After the initial excitement and surprise at being accepted (even though I spent hours preparing my applications and for the lsat, I still expected more hurdles), I started thinking about what it will be like.
Classes. Lectures. Homework. Although it is a postgraduate degree, the average or median age is young. Many of the students would be entering straight from an undergraduate course. Will I be able to keep up? I did a Computer Science degree, I've never written a real, significant essay in my life. I am not sure if my brain will cope with essays and case briefs. I worry a little about fitting in, I will be 27 when the course starts, but I console myself with the fact that I look young. Maybe not 21 young, but I don't think that I will stand out too much. Right? Right?
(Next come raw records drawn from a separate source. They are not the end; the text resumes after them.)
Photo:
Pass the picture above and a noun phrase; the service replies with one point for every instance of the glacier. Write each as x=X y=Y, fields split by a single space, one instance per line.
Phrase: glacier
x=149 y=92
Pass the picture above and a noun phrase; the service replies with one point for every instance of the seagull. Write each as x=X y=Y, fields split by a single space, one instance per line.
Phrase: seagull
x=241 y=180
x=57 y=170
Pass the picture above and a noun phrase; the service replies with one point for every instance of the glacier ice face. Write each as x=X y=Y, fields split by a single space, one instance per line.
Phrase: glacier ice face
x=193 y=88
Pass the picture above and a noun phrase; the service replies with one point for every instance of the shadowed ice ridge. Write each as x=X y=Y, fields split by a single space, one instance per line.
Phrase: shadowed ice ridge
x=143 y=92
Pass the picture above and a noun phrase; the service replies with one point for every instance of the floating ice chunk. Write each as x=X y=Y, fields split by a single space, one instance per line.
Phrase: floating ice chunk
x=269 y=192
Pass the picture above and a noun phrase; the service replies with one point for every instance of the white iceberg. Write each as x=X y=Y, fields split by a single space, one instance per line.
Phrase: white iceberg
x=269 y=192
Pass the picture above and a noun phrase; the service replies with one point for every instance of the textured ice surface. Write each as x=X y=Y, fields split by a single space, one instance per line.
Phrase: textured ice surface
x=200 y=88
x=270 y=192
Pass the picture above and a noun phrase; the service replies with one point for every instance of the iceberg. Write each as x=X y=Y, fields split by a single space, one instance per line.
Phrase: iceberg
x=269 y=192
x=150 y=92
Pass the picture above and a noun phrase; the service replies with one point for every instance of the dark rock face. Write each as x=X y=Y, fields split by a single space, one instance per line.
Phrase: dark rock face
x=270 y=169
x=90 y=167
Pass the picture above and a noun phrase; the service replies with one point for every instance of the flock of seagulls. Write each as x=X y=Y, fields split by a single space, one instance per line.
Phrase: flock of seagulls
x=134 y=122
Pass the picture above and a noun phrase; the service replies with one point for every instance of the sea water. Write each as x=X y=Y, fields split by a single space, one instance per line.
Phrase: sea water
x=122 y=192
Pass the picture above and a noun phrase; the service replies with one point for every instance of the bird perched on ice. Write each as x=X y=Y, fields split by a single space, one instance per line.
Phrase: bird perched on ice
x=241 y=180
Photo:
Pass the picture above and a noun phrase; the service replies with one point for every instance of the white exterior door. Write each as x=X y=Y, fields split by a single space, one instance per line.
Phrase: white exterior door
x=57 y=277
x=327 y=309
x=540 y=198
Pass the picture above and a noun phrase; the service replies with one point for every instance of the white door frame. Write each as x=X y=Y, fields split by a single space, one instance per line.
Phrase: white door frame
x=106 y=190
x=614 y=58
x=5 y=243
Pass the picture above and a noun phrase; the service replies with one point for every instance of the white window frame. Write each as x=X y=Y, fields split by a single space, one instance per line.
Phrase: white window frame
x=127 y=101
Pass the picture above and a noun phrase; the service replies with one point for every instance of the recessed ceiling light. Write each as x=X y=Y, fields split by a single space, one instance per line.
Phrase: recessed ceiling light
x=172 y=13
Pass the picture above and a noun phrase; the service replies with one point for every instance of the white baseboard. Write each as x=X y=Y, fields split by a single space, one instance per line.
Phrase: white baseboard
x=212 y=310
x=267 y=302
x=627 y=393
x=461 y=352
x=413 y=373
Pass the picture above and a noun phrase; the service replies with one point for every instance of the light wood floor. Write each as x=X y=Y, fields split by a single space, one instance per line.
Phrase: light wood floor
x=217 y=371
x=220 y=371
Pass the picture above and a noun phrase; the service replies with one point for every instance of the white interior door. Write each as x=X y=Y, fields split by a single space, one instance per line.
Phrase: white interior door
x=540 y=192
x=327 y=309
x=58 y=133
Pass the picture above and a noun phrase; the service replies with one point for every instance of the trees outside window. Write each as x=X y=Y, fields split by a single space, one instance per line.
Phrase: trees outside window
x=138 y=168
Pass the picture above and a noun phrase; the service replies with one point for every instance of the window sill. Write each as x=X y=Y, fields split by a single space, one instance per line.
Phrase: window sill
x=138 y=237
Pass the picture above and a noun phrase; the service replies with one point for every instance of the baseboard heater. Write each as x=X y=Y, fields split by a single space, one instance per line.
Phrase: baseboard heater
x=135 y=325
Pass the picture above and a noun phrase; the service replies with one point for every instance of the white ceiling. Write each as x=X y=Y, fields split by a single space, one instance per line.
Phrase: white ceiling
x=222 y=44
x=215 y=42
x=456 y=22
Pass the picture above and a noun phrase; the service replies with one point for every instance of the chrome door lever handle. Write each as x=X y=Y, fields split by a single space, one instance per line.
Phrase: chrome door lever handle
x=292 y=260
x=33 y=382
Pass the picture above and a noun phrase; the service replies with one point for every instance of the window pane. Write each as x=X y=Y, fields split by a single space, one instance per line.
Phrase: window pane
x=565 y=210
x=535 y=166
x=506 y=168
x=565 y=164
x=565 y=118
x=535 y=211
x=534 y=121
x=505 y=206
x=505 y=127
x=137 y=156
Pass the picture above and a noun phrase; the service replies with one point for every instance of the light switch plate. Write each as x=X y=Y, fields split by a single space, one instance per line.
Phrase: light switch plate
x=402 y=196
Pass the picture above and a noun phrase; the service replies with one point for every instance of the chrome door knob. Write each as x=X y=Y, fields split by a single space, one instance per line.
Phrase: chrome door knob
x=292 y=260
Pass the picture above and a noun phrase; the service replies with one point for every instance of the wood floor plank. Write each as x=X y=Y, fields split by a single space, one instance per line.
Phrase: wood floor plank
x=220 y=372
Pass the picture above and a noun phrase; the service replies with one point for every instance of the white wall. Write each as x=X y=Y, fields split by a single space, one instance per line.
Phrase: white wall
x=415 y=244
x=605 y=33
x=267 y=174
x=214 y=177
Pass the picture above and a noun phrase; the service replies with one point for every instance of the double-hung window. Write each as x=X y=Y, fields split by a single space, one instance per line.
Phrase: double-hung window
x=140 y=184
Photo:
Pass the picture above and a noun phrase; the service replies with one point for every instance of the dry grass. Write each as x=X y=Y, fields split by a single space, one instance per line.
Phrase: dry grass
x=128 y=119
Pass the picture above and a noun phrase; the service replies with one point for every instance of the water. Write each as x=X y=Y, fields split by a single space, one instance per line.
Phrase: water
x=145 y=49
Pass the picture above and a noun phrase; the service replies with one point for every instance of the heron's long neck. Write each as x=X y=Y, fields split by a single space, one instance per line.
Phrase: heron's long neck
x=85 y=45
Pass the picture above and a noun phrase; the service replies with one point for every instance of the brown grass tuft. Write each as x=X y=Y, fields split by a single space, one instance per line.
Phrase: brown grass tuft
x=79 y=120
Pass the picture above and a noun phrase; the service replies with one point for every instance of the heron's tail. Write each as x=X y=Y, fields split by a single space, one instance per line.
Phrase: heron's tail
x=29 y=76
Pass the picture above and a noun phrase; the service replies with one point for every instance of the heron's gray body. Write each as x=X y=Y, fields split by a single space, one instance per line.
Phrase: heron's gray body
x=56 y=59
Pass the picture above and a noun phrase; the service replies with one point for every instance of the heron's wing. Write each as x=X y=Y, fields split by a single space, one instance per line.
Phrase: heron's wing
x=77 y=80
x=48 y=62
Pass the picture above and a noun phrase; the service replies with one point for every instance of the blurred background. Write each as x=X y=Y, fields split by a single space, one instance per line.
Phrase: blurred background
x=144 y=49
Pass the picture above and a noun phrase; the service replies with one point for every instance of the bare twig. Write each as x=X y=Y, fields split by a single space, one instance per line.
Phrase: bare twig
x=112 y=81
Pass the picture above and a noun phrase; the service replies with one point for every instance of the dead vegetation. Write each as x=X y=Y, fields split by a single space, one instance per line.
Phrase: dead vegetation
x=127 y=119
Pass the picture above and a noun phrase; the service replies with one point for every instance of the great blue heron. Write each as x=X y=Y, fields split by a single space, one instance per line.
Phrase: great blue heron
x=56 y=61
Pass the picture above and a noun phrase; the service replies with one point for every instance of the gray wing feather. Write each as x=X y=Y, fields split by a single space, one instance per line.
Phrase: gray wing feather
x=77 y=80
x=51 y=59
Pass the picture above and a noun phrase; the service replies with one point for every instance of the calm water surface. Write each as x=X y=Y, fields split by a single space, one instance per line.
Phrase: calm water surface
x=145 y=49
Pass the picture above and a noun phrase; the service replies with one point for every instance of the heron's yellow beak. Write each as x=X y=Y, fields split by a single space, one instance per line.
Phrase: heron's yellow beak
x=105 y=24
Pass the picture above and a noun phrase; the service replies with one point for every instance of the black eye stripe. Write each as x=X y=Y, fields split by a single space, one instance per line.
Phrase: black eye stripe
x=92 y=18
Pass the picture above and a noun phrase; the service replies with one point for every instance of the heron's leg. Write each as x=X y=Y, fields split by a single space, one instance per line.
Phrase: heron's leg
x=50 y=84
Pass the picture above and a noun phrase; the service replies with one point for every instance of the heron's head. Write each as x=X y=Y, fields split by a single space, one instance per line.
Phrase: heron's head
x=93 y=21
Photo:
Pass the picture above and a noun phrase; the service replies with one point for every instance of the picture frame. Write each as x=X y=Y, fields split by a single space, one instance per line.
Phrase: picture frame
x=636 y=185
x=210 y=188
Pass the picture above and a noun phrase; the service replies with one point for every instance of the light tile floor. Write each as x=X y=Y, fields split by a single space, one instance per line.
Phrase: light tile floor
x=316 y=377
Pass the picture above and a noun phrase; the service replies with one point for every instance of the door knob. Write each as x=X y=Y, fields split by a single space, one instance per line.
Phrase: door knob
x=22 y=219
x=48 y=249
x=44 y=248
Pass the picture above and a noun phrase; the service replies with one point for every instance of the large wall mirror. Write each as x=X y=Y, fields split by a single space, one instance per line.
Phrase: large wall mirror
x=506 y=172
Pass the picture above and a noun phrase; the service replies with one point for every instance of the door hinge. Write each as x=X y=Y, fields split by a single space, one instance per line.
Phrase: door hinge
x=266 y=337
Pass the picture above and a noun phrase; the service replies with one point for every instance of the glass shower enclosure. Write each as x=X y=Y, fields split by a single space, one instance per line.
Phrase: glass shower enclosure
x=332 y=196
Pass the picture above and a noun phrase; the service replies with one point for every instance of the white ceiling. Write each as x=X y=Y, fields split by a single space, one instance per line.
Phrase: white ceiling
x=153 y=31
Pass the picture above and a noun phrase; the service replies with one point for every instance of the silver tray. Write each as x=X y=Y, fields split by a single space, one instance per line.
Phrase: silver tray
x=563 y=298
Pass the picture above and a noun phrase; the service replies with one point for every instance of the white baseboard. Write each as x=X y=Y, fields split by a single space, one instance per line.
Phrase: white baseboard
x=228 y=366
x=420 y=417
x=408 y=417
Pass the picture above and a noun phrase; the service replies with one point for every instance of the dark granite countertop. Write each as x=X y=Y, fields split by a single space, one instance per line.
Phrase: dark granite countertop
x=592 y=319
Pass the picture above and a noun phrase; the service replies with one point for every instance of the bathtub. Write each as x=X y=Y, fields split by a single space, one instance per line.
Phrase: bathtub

Actually what I worry about isn't so much the age thing, but the culture thing. Law students, have a reputation for being competitive, self-centred elitists, especially those at the highly regarded universities. Certainly, some of the forums and responses to threads I've found on the internet does nothing to dispel those notions. The obsession some have with the Big 4 law firms... There seems to be trouble in some quarters with comprehending that some people are not in it for the money, and have absolutely no interest in doing the law practised by those firms. Definitely, I will be going into next year with the mindset that I am on my own.
I've been obsessing with note-taking methods and strategies. Should I type or handwrite? This wasn't a question back in my Uni days, as having a laptop was still relatively unusual. Computer Science involved a fair bit of diagramming and the computer labs were never far away. But the biggest factor was the fact that we had the lecture notes/slides as a book for most of the subjects, so writing notes by hand in it was just the logical thing.